Abaaoud non era più a Raqqa, dunque. Da mesi. Peggio: «Da almeno il 10 novembre — spiega a
Repubblica una qualificata fonte investigativa francese — era a Saint Denis, e la notte del venerdì 13 era vicino ai luoghi degli attentati, per osservarli e coordinarli». Di più: come in queste ore i servizi francesi cominciano con sgomento a ricostruire, Abaaoud ha viaggiato più volte tra la Siria, dove era in pieno svolgimento la pianificazione delle stragi ordinate da Al Bagdhadi, e la Francia, passando dalla Turchia e dalla Grecia. Lo ha potuto fare grazie a documenti falsi e travestimenti fisici, per non farsi riconoscere.

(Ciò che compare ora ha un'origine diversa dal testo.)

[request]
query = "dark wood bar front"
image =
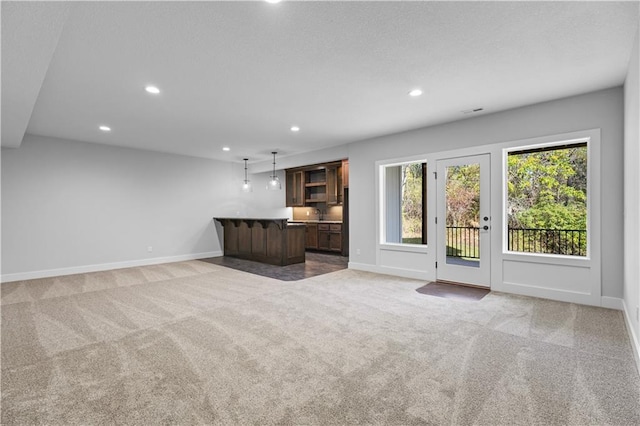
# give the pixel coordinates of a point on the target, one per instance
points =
(273, 241)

Il ministro dell’Interno Bernard Cazeneuve dovrà spiegare, nei prossimi giorni, come tutto questo sia stato possibile. Per ora, con imbarazzo, si limita a svelare che «soltanto il 16 novembre, quattro giorni fa, un servizio di intelligence al di fuori dell’Europa (quello marocchino,
ndr) ci ha segnalato di essere a conoscenza della presenza di Abaaoud in Grecia ». Anche il premier Manuel Valls parla. Ma non per rispondere alle domande lasciate inevase dal ministro dell’Interno, ma per alzare ulteriormente l’asticella della paura. «Si può immaginare che terroristi siano ancora attivi. E che possano utilizzare armi chimiche e batteriologiche in futuri attacchi». Aggiunge anche che Salah Abdeslam, l’ultimo dei fuggitivi del commando stragista, è ancora al largo. Non è cioè tra i tre morti del 48 de rue de Corbillon, come pure voci non accreditate e smentite dagli 007 francesi e italiani, avevano sostenuto. «Salah Abdeslam — dice Valls — potrebbe trovarsi ancora in Francia, oppure in Belgio». E infatti, in Francia e in Belgio continuano a cercarlo.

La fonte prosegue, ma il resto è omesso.